Judith would always answer quickly, "Her mother was Mexican." Though lately it was Hispanic-American. No one could accuse Judith of not being politically correct on the issue of race. My mother had died long before people had worried about political correctness being in vogue. If someone asked, she always said proudly, "Mexican." If it was good enough for my mother, it was good enough for me.
That memory I didn't share. I'd never really shared it with my father. I wasn't about to start with a stranger. I chose another memory that didn't hurt quite so much. "I was engaged once until his mother found out my mother had been Mexican. He was blond and blue-eyed, the epitome of WASP breeding. My future-in-law didn't like the idea of me darkening her family tree." That was a brief, unemotional way to say some very painfully things. He had been my first love, my first lover. I thought he was everything to me, but I wasn't everything to him. I'd never let myself fall so completely into anyone's arms before or since. Jean-Claude and Richard were both still paying the bill for that first love.
"Do you think of yourself as white?"
I nodded. "Yeah. Now ask me if I think I'm white enough?"
Bernardo looked at me. "Are you white enough?"
"Not according to some people."
"Like who?"
"Like none of your damn business."
He spread his hands. "Sorry, didn't mean to step on your toes."
"Yes, you did," I said.
"You think so?"
"Yeah," I said. "I think you're jealous."
"Of what?"
"That I can pass and you can't."
He opened his mouth and emotions flowed over his face like water; anger, humor, denial. He finally settled on a smile, but it wasn't a happy one. "You really are a bitch, aren't you?"
I nodded. "You don't pull on my chain and I won't pull on yours."
"Deal," he said. The smile flashed wider. "Now, allow me to escort your lily white ass to the dining room."
I shook my head. "Lead on, tall, dark, and studly, as long as I get to watch your ass while we walk down the hall."
"Only if you promise to tell me how you like the view."
I widened my eyes. "You mean give you a critique on your butt?"
He nodded and the smile looked happy now.
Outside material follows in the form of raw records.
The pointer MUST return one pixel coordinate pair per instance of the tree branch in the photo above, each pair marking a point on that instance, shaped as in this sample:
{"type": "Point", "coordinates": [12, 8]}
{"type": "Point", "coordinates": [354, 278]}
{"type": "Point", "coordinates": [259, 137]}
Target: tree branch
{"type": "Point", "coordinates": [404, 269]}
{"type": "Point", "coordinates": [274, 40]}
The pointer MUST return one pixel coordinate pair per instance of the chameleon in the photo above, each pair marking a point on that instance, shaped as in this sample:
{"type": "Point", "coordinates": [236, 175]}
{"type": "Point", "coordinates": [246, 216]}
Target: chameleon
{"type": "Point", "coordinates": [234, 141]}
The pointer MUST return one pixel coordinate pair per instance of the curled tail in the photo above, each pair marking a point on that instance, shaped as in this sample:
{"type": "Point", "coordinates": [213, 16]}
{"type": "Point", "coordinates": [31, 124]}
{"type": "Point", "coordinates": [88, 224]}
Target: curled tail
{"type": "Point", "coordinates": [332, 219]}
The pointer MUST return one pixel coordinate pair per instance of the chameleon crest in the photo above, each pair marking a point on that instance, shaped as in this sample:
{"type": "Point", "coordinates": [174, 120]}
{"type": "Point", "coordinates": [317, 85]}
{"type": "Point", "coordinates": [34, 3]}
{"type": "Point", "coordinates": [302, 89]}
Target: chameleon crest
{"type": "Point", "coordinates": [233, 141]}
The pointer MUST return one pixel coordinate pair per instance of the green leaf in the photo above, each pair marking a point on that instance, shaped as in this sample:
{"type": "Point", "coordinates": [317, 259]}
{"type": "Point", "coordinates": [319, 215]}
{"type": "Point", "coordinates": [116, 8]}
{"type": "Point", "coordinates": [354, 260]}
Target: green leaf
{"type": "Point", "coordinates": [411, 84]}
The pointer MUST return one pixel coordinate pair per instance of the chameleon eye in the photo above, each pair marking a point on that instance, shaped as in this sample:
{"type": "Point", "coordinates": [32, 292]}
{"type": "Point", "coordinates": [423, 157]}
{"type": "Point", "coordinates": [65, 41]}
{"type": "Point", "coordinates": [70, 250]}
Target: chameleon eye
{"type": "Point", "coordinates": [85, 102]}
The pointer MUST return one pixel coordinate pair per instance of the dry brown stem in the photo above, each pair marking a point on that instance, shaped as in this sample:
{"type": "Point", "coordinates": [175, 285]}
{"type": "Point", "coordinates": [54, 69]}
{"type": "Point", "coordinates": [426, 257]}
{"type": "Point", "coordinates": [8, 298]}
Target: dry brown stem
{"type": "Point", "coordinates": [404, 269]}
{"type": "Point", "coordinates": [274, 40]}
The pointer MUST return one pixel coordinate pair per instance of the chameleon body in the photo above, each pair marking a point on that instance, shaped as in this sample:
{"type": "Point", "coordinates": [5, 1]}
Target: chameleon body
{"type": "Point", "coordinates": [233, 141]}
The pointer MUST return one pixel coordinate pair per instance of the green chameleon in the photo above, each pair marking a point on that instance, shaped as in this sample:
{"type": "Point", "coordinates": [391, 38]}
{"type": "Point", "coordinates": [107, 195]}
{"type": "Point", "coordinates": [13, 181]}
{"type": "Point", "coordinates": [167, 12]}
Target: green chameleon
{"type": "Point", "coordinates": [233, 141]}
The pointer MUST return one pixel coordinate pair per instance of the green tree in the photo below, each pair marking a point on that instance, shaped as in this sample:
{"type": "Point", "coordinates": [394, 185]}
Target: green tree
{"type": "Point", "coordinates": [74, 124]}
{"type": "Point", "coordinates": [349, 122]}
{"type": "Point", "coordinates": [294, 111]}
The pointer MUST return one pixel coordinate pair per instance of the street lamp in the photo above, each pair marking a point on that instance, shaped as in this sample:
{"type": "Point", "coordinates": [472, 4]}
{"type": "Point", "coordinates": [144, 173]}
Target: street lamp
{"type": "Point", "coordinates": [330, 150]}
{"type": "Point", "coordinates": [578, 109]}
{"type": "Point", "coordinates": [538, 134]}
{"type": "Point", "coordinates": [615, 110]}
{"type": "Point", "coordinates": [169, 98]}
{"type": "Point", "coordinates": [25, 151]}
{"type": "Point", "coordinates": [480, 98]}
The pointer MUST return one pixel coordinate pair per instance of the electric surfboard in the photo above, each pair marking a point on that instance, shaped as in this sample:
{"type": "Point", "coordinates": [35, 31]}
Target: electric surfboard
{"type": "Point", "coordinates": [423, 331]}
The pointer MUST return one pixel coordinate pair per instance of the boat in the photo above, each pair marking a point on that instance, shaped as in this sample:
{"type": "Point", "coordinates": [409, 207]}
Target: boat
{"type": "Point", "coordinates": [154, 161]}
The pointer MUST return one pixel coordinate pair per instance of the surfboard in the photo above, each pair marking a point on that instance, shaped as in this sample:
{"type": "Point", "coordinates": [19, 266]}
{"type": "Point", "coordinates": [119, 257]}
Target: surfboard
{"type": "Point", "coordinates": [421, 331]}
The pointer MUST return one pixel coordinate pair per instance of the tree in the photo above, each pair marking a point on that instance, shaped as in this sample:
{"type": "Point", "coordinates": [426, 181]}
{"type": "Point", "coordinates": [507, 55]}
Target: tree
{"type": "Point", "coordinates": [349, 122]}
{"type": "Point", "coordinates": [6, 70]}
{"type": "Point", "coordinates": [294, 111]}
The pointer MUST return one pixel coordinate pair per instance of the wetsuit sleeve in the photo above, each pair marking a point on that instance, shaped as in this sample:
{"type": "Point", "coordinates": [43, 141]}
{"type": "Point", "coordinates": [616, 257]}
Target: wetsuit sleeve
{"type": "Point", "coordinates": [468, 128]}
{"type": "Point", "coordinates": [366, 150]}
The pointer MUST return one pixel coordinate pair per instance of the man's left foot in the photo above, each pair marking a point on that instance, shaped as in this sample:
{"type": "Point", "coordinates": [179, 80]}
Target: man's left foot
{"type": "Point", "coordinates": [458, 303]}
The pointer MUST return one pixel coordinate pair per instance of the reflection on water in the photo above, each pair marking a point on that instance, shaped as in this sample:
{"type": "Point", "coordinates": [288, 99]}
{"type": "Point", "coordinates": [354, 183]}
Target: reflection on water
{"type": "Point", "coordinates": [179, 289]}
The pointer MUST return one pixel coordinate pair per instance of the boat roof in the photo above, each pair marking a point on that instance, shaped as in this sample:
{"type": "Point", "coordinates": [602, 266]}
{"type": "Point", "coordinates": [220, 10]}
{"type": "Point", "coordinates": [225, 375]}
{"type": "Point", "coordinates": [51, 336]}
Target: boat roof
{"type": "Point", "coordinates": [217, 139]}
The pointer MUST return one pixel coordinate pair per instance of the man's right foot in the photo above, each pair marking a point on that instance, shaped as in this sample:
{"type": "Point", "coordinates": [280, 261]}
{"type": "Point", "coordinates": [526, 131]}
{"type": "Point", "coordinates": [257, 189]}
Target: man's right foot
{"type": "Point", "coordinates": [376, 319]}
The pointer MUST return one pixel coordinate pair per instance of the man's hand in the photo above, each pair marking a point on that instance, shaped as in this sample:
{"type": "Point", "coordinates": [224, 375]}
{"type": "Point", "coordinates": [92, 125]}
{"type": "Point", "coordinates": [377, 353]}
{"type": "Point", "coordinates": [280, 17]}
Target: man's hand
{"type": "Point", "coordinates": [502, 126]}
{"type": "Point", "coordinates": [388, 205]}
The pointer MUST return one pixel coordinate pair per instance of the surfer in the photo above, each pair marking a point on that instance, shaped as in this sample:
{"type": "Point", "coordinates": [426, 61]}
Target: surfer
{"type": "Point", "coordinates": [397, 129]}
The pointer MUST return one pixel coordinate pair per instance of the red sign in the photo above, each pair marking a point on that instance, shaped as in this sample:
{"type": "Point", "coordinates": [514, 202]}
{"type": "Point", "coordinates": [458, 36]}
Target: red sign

"Are you this big an egotist or just trying to embarrass me?"
"Guess."
"Both," I said.
The smile spread to a grin. "You are as smart as you look."
"Just get moving, Romeo. Edward doesn't like to be kept waiting."
"Damn straight."
We went down the short hallway; him leading, me following. He put an extra glide into his walk, and yes, I watched the show. Call it a hunch, but I was betting Bernardo would actually ask me for the critique, probably out loud in front of other people. Why is it when you have a sure thing to bet on, there's never anyone around to take your money?